Book notes: Turned out nice again—Richard Mabey
On weather
It’s the one circumstance of life which we share in common. It affects our bodies, our moods, our behavior, the structure of our environments. It can change the cost of living and the likelihood of death. It is a kind of a common language itself.
On ball lightning
No convincing explanation has been found for this apparition, which is usually associated with storms, and appears as a bright, vaguely spherical ball of electromagnetic energy capable of moving through the air, breaking windows and entering buildings, crawling up walls and along floors , and occasionally killing people stone dead.
On black dog
The phrase ‘black dog; became a metaphor for another kind of affliction—melancholy or depression. ‘ When I raise my breakfast is solitary , the black dog waits to share it, from breakfast to dinner he continues barking…’
Halcyon days
In Mediterranean mythology, the kingfisher was believed to incubate its eggs on the surface of the sea, during the spell in November when water and weather were always calm, and which was later known as St Martin’s Little Summer.
The winter of 1979 was notorious for its relentless gloom. On 22 February, I was walking down London’s Lower Regent Street, that shadowy chasm of tall buildings, when the sun suddenly peeped through the clouds for the first time in weeks. Quite spontaneously, almost everyone stepped off the pavement into the thin ribbon of watery sunshine in the road, giggling like children in delighted surprise. I’m pretty sure I recall a few brief dance twirls being executed too.
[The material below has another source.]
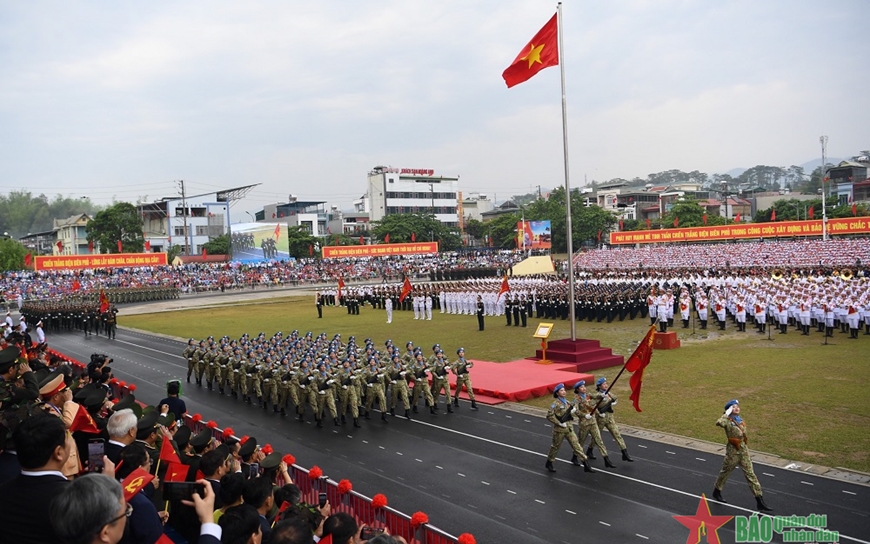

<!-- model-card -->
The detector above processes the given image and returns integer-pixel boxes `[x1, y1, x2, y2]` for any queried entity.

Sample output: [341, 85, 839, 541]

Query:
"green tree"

When was your last halcyon day?
Of course about a bar in England
Even during the terrible storm surge of 31 January, 1953, in which 307 people lost their lives, this spirit survived. In the bar of the Jolly Sailors in the Suffolk coaster village of Orford, there is a brass plaque on the wall marking the level reached by the floodwaters. The locals kept drinking by taking to the tabletops while the landlord dived down heroically into the cellar to bring up ned barrels of beer.